Very well written and clear - thank you! What I love about this one is the description of how a medical study is like a test, it doesn't provide certainty but it updates our priors. What is useful about this is that it allows us to see where the biases are, and, in this case, they're in the 'common sense' section, which pulls current anecdata about mask compliance to state the priors.
And what is clear is Mandrola's priors that "masks don't work" is coming from a place of selective evidence. But this framing is helpful to show that we don't disagree about this study or its conclusions. The bias is in our priors and what we choose to cite for 'common sense.' My "common sense" is the fact that I worked as a hospitalist during the first wave in NYC, wearing only surgical masks for the first week, spending hours in rooms with patients, then n95s until that summer. Mask adherence was high among co-workers. The only healthcare workers I heard of that got sick were those who ate in communal settings in breakrooms. It seems Cochrane's methodology of excluding observational studies is a big mistake here because it seems like those studies should at least inform our priors, even if we take that evidence with a grain of salt.
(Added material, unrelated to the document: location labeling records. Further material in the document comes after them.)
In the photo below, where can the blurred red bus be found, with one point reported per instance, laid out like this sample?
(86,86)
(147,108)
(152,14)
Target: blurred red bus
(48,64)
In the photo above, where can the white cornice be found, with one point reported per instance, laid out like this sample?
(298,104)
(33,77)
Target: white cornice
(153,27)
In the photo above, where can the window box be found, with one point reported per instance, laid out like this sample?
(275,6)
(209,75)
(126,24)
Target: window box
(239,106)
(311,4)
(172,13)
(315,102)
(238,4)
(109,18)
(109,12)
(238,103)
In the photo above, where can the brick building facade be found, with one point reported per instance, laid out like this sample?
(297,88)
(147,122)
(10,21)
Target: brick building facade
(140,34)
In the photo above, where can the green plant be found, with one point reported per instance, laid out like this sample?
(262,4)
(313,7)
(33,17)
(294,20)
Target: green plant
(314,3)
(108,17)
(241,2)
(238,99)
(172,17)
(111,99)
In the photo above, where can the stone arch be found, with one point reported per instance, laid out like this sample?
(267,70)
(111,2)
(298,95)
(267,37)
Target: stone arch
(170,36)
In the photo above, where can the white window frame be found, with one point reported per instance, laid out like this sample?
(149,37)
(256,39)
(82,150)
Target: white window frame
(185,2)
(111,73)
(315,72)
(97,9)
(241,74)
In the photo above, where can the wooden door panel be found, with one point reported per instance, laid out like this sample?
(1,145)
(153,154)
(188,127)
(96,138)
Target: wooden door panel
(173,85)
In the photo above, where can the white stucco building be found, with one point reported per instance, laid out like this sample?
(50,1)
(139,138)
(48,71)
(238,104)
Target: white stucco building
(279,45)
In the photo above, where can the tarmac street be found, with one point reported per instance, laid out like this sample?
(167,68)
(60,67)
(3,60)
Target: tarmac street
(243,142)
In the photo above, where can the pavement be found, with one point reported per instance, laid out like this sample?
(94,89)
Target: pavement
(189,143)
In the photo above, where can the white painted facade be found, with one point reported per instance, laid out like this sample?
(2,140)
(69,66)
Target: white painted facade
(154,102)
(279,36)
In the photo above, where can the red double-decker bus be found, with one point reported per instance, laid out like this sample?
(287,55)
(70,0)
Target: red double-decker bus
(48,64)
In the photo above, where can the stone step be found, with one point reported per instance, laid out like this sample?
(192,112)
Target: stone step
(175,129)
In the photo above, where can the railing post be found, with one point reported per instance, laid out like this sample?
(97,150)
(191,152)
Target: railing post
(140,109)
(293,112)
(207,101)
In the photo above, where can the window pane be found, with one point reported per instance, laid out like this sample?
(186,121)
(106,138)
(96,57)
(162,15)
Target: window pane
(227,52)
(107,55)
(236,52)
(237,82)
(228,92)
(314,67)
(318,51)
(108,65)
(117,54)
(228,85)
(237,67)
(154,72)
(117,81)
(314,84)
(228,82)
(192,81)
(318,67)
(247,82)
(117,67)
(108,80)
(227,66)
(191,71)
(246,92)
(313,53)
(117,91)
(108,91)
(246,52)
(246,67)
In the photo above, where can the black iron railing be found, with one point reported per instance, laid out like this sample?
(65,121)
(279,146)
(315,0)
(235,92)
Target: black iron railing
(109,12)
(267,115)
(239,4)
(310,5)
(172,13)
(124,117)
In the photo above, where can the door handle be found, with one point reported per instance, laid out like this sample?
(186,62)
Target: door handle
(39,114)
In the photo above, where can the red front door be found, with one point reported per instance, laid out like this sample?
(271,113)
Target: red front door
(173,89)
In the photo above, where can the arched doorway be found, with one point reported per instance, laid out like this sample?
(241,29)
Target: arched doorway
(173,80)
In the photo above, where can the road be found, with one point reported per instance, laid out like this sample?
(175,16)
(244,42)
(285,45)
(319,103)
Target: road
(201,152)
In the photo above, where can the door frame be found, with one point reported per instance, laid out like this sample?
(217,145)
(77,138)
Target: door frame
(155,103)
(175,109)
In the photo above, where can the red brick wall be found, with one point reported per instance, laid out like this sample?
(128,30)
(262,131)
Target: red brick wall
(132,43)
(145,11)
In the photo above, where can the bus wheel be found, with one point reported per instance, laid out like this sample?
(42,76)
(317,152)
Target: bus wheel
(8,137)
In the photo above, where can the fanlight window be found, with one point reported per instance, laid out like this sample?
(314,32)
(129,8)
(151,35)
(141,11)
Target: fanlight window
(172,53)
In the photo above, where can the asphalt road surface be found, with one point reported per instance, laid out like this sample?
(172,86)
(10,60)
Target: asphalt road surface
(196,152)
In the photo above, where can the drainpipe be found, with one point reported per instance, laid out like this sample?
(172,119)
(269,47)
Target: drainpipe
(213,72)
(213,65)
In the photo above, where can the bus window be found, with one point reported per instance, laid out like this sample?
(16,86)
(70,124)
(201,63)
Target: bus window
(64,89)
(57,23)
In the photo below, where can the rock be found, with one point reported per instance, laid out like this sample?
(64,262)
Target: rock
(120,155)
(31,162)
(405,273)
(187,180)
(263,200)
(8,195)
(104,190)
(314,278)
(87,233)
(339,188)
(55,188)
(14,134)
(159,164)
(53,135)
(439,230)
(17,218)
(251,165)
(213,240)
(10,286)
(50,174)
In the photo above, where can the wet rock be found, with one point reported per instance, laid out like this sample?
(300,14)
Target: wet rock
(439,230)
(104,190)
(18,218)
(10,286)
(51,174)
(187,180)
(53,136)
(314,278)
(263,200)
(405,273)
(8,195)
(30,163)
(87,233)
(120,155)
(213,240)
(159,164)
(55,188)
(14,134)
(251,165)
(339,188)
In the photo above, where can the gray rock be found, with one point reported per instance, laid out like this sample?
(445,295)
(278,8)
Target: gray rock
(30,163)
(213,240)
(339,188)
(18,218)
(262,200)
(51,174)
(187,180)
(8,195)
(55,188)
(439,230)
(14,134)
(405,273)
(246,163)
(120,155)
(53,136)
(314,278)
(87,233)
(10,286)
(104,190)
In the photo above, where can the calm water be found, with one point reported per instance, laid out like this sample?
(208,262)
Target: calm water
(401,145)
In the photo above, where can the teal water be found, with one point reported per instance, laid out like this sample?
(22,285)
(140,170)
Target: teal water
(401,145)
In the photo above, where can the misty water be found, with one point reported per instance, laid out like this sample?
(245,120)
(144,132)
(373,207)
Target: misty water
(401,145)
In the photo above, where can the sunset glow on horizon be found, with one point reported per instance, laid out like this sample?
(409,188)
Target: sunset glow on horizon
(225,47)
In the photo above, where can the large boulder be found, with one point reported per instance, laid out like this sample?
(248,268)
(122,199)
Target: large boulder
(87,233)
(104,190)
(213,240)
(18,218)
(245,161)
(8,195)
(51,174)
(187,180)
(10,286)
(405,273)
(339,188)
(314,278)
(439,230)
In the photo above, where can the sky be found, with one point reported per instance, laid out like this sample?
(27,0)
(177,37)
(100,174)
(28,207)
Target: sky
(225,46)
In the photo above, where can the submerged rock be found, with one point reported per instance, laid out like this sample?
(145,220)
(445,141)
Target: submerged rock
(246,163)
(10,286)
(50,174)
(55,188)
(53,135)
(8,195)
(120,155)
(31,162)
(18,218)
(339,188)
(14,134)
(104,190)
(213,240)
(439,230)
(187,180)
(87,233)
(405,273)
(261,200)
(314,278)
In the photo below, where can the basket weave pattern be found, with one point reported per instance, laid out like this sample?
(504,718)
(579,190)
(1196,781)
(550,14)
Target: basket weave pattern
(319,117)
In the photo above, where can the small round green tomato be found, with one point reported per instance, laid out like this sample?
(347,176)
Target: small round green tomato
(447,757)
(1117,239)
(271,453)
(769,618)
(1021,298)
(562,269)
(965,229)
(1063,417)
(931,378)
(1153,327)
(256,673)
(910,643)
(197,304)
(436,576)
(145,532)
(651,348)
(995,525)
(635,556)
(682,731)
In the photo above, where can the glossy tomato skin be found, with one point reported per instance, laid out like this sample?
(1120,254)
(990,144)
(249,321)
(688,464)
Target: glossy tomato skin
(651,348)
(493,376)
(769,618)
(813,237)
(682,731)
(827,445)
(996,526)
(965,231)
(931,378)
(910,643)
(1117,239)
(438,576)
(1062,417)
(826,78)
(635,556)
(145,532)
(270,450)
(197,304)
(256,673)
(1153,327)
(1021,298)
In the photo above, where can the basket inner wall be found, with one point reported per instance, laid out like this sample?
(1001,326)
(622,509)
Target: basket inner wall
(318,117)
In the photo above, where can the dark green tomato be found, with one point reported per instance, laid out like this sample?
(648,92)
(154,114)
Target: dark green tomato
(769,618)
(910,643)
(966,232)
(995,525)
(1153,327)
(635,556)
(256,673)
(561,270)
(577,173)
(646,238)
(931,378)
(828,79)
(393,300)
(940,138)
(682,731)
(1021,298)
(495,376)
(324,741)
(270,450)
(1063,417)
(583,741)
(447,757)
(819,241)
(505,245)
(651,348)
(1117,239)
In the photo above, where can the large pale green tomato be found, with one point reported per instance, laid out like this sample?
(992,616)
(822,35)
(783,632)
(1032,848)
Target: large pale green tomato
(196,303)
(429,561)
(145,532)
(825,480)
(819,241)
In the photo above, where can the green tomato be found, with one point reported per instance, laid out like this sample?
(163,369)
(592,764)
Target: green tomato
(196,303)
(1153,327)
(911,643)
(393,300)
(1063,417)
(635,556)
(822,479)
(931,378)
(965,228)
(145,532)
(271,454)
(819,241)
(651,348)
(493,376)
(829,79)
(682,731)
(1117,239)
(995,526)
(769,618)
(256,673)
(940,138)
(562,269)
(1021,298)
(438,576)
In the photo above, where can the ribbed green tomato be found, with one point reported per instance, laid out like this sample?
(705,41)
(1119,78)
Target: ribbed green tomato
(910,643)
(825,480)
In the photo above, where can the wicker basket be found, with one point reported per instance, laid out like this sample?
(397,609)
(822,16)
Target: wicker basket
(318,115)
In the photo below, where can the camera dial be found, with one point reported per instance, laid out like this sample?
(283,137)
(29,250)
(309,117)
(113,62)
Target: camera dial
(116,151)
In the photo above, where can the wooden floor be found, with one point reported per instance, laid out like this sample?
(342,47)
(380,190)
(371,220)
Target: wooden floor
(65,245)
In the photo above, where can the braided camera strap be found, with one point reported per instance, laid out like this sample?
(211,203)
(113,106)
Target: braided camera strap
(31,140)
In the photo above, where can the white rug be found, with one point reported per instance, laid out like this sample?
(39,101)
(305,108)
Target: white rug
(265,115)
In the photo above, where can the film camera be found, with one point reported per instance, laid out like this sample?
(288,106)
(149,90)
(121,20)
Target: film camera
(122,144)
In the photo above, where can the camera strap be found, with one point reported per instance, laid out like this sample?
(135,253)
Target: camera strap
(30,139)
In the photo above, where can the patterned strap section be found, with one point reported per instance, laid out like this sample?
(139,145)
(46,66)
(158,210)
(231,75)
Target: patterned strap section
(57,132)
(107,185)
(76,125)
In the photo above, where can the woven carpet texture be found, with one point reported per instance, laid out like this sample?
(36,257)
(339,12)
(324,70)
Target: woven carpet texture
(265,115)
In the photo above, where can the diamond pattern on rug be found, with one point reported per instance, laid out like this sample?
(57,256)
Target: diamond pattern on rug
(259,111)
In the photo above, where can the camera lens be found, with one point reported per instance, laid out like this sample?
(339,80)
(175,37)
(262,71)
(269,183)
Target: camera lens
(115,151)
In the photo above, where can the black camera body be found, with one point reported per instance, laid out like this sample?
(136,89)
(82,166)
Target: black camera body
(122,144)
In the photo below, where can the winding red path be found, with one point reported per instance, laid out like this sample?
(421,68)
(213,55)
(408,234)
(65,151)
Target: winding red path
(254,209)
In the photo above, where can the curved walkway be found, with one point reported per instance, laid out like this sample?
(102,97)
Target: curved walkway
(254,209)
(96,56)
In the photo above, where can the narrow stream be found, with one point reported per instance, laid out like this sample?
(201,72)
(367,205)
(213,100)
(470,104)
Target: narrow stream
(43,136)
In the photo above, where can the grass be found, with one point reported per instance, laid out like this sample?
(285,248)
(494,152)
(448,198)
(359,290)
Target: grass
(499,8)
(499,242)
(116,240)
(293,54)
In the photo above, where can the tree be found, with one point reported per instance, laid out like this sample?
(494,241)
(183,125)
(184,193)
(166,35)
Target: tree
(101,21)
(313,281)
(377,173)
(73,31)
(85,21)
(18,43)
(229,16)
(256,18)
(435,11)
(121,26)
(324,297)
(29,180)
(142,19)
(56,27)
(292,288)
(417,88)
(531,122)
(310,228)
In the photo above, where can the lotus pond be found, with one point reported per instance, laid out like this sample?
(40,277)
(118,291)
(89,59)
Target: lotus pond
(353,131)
The challenge with Cochrane reviews, as pointed out by Trish Greenhalgh, is they're insufficient for real world questions and challenges where policymakers may need to make decisions under high uncertainty and may lean toward precaution. Despite my various levels of immunity, in the absence of concrete evidence it seems reasonable to err on the side of caution and wear masks in certain settings. I still do because the risk of harm (to myself or others) is low while the possibility of benefit (to myself and others) seems to outweigh that.
What is worse is that this debate is playing out publicly. I appreciate Mandrola's nuanced take here, and the nuance of the study authors. But the problems arise in the press. Bloomberg, for example, dedicated their health newsletter to the issue this morning, and their takeaway was "masks don't work," framing a looming controversy with how long can Hong Kong's mask policy hold out since masks aren't shown to work?
The nuance, uncertainty and priors are lost in the translation from dissecting the study on its merits to the reporting on it in the press. And, what follows is the propagation of misinformation - overstating the conclusions of a study when even the study authors were quite circumspect and nuanced in how they reported it.
I struggle with this because this is exactly what we should be doing as scientists - debating the science, being transparent about our priors and how much any new study should update those. But channels are getting crossed as we debate this publicly and nuance is lost in translation, making the issue even more political. Which raises the questions, is this the proper place for this debate? Or is it better suited for a medical journal?